Grab It Before It's Gone: Testing Uncertain Rewards under a Stochastic Deadline
Steven Campbell, Georgy Gaitsgori, Richard Groenewald, Ioannis Karatzas
TL;DR
The paper addresses optimal stopping for an unknown two-point drift observed through $X(t)=R t+W(t)$ under a stochastic deadline $\gamma$, formulating the problem in a Bayesian filtering framework with a posterior probability $\Pi(t)$. It develops a comprehensive theory: reformulating the problem as a Markovian optimal stopping problem, connecting it to American options, and proving existence, smooth-fit, and a free-boundary PDE in the continuation region, along with an integral equation for the boundary.
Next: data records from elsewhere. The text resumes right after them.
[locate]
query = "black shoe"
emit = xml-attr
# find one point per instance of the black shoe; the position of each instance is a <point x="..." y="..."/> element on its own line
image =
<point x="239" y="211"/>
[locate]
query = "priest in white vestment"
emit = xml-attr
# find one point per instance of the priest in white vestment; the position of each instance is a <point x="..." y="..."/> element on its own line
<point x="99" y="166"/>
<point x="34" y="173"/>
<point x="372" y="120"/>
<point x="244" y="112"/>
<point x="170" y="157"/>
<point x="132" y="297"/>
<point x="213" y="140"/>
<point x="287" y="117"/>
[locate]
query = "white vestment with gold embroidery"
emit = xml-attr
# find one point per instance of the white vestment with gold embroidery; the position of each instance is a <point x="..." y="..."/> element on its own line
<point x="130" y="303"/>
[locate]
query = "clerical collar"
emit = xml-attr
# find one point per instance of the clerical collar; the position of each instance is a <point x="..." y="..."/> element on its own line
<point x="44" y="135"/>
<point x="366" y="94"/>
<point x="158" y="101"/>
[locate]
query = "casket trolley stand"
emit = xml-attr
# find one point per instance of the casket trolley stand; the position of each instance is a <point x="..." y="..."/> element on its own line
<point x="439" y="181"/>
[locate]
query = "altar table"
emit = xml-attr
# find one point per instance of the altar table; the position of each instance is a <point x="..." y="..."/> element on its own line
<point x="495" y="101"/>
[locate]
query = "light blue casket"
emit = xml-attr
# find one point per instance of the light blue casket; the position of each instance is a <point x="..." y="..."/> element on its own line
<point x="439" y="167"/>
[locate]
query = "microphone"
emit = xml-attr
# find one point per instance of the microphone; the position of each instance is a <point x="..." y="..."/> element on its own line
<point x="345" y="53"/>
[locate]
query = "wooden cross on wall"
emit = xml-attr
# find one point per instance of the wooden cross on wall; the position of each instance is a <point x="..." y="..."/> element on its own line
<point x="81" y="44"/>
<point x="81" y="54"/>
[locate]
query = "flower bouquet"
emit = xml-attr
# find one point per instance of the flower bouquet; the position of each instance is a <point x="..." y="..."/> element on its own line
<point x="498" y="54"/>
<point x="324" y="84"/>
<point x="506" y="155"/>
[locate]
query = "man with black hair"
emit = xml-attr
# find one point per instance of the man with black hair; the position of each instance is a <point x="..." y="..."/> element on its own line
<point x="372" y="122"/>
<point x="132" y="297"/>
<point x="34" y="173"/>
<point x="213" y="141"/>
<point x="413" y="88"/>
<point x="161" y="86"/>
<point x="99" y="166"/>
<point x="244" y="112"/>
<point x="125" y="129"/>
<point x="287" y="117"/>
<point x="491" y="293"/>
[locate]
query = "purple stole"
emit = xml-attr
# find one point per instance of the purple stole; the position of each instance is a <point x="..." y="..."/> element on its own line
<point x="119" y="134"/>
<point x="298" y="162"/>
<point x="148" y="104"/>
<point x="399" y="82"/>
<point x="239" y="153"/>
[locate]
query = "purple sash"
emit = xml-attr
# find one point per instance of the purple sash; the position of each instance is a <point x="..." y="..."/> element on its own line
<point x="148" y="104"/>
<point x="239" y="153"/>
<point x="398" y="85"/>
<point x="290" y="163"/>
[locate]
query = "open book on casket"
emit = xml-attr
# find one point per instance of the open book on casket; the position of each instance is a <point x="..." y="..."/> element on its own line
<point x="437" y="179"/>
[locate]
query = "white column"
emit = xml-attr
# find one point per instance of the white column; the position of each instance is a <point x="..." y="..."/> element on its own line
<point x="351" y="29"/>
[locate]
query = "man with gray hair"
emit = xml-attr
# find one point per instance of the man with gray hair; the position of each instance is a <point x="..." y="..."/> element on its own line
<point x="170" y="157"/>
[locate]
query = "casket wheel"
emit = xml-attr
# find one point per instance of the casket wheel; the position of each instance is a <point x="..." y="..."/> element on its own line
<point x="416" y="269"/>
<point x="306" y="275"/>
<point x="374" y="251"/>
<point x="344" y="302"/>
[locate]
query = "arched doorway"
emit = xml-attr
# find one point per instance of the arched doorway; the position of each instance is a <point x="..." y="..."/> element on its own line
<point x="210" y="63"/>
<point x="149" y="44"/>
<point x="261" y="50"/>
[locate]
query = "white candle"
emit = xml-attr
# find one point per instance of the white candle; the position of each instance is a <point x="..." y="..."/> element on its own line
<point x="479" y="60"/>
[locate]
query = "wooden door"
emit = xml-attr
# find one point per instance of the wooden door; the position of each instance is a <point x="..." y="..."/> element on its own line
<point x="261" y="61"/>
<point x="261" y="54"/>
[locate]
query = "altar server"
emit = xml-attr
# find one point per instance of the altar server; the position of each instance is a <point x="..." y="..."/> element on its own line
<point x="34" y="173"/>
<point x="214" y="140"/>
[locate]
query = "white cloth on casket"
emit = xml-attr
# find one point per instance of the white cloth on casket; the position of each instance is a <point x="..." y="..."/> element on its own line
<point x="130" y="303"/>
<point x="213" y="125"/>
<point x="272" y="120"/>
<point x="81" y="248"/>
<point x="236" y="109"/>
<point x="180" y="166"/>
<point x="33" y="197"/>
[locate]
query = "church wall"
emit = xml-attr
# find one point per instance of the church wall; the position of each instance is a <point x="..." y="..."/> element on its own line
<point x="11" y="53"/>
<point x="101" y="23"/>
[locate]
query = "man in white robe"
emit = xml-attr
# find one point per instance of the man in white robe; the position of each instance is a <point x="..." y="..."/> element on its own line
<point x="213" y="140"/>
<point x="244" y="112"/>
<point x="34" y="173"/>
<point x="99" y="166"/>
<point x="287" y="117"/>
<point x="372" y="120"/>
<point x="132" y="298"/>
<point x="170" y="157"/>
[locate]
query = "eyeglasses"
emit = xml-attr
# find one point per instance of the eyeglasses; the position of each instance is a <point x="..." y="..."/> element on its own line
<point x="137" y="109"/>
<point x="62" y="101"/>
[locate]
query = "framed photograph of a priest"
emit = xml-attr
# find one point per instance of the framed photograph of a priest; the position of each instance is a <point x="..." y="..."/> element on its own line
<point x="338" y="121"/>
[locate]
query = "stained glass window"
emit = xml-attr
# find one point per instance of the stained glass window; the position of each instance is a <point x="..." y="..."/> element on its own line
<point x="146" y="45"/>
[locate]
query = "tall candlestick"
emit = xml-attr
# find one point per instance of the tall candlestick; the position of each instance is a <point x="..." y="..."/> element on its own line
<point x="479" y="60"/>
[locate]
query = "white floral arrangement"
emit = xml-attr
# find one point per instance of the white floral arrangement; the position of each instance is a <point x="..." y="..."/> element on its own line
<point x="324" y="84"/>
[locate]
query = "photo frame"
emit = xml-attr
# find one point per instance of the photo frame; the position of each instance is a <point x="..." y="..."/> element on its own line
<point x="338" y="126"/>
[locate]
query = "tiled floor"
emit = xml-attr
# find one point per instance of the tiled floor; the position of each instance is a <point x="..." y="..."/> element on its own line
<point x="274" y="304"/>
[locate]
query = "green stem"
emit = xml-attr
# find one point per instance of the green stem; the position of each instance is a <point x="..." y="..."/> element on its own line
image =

The authors obtain regularity results, boundary continuity under structural assumptions, and provide numerical illustrations across diverse horizon-distribution scenarios. The work advances sequential analysis with random horizons by unifying drift-detection, optimal stopping, and option-theoretic methods, yielding a robust framework for stochastic-deadline problems with practical implications for sequential hiring, testing, and decision-making under uncertainty.
Abstract
We study a sequential estimation problem for an unknown reward in the presence of a random horizon. The reward takes one of two predetermined values which can be inferred from the drift of a Wiener process, which serves as a signal. The objective is to use the information in the signal to estimate the reward which is made available until a stochastic deadline that depends on its value. The observer must therefore work quickly to determine if the reward is favorable and claim it before the deadline passes. Under general assumptions on the stochastic deadline, we provide a full characterization of the solution that includes an identification with the unique solution to a free-boundary problem. Our analysis derives regularity properties of the solution that imply its ``smooth fit'' with the boundary data, and we show that the free-boundary solves a particular integral equation. The continuity of the free-boundary is also established under additional structural assumptions that lead to its representation in terms of a continuous transformation of a monotone function. We provide illustrations for several examples of interest.